We can draw several conclusions from the results:

Clusters: The first clustering method produces 3 clusters, while the second one produces 6 clusters, as we specified in the k-means algorithm. A higher number of clusters can result in a higher resolution of the data but may lead to over-segmentation, which seems to be the case here.
Minimum cluster size: The first method has a minimum cluster size of 72, while the second method has a minimum cluster size of 34. The second method identifies smaller clusters in the data. Mini-clusters can be both advantageous and disadvantageous, but in this context, it seems to be a disadvantage.
Cluster diameters: The second method identifies more compact clusters with a diameter of 1929.5, compared to 1293.6 in the first method. This seems to favor the second method, i.e., 6 clusters.
Average silhouette: The average silhouette value for the first method is 0.71, which is better than the value of 0.52 for the second method. This indicates that the first method assigns objects to clusters more effectively, making it better in this regard.
Dunn indices: The values are 0.004 and 0.002 for the first and second methods, respectively. The Dunn index is used as a metric to evaluate the quality of clustering. Values close to zero indicate poor clustering quality. Both methods seem to poorly group the objects, but the first method performs slightly better.
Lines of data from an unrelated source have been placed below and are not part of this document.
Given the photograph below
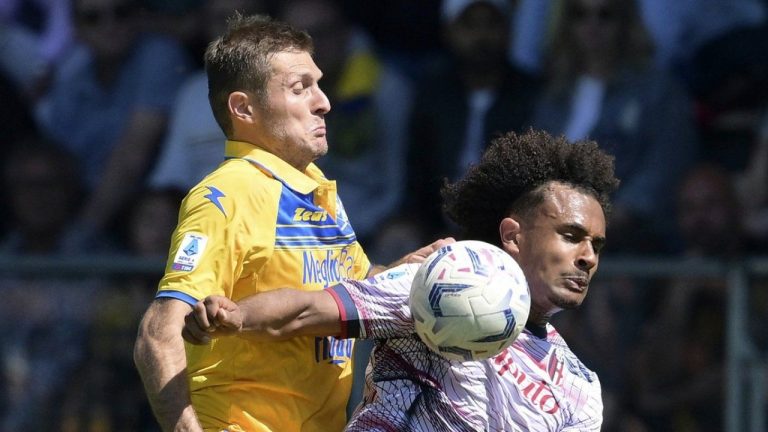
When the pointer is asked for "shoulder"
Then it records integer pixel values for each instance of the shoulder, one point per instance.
(231, 187)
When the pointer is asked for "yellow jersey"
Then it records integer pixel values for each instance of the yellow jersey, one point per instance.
(256, 224)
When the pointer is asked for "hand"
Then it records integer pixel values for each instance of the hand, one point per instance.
(212, 317)
(421, 254)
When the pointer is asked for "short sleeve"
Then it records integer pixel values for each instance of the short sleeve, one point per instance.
(377, 307)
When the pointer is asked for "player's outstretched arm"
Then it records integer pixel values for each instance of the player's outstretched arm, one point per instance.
(161, 361)
(269, 316)
(417, 256)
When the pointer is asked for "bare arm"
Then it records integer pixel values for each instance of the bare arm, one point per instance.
(161, 361)
(273, 315)
(417, 256)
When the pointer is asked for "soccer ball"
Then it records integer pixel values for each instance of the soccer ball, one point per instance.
(469, 300)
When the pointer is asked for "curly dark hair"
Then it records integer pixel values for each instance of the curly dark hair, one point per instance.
(509, 179)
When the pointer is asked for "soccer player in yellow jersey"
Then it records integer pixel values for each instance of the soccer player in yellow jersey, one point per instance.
(265, 218)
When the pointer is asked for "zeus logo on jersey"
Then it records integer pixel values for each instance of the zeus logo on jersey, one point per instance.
(304, 215)
(332, 350)
(190, 250)
(326, 267)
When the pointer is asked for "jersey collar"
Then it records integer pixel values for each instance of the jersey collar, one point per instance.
(302, 182)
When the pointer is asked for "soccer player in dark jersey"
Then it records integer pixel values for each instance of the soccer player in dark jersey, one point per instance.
(544, 201)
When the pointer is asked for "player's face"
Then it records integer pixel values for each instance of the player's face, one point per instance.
(294, 120)
(559, 249)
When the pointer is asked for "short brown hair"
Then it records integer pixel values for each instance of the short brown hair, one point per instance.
(239, 60)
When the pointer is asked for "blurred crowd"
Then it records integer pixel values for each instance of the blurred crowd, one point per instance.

It appears that the first method produces clusters with a higher silhouette, while the second method identifies smaller and more compact groups. However, both methods offer subpar results overall.
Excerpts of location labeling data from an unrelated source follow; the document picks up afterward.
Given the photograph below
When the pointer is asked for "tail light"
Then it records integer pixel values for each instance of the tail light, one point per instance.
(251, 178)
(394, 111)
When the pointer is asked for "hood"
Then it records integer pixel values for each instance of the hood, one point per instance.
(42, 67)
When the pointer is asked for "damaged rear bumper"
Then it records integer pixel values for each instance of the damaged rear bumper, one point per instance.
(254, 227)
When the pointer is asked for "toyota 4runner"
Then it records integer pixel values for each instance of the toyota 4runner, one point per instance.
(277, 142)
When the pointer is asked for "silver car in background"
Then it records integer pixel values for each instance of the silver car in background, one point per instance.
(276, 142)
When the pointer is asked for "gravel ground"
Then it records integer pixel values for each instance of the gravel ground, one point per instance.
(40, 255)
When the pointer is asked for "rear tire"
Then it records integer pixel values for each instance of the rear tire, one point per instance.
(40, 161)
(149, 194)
We will now proceed with our analysis by applying cluster.stats to the results of DBSCAN. Unlike OPTICS, DBSCAN groups points that are close in data space and within areas of density above a threshold. It may leave some points unassigned, as we observed in the previous graph. These unassigned groups are considered noise or outliers.

Unlike OPTICS, however, DBSCAN directly provides a point-to-cluster assignment. This means that we can use cluster.stats with the results of DBSCAN to obtain various clustering metrics. However, as with OPTICS, some of the metrics provided by cluster.stats may be less relevant for a density-based clustering method like DBSCAN than for k-means. Nevertheless, it can be interesting to apply it and see the results.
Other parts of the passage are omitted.